- Australijczycy, którzy znaleźli się na celowniku zagranicznych służb wywiadowczych, to byli i obecni urzędnicy państwowi o wysokiej randze, ale także naukowcy, członkowie think tanków, przedsiębiorcy i członkowie diaspor - wyliczał na posiedzeniu rządu Burgess. Burgess dodał, że choć kluczowym zagrożeniem dla bezpieczeństwa kraju wciąż pozostaje terroryzm, to szpiegostwo i zagraniczne interwencje - także z krajów, które określił jako "przyjaciele z tendencjami do przepychania się" - były głównym problemem, z jakim mierzyła się agencja w ubiegłym roku i mierzy obecnie.
Szef ASIO przestrzegł, że przed majowymi wyborami parlamentarnymi obce wywiady będą starały się ingerować w sprawy Australii. Przyznał, że agencja już wykryła i udaremniła spisek związany z głosowaniem, ale nie sprecyzował, jakie państwa lub terytoria były weń zaangażowane.
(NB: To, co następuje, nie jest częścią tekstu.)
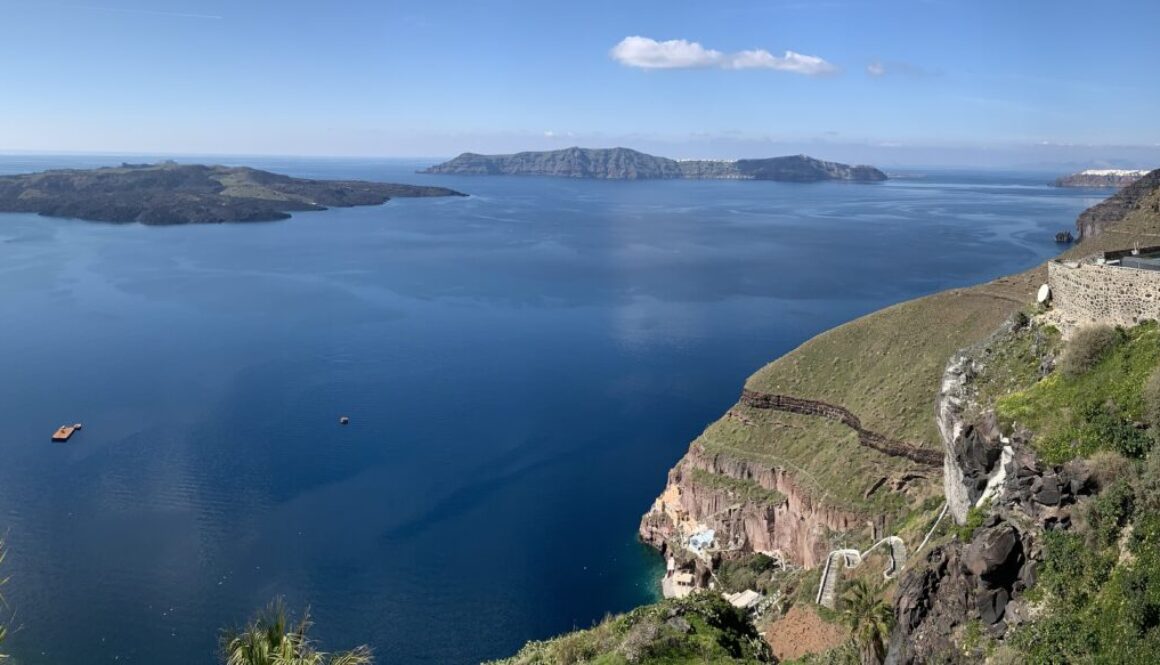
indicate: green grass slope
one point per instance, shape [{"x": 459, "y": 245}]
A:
[{"x": 701, "y": 628}]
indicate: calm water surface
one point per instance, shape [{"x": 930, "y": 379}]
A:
[{"x": 521, "y": 369}]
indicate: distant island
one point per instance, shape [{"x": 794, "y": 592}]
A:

W tym kontekście Burgess wspomniał jedynie o "zamożnym człowieku, który porusza marionetkami i jest bezpośrednio, głęboko powiązany z obcym rządem i jego agencjami wywiadowczymi". Według dyrektora ASIO do inwigilacji Australii przygotowano setki tysięcy dolarów trzymanych na zamorskich kontach bankowych. "To taki start-up zagranicznej agencji wywiadowczej" - dodał.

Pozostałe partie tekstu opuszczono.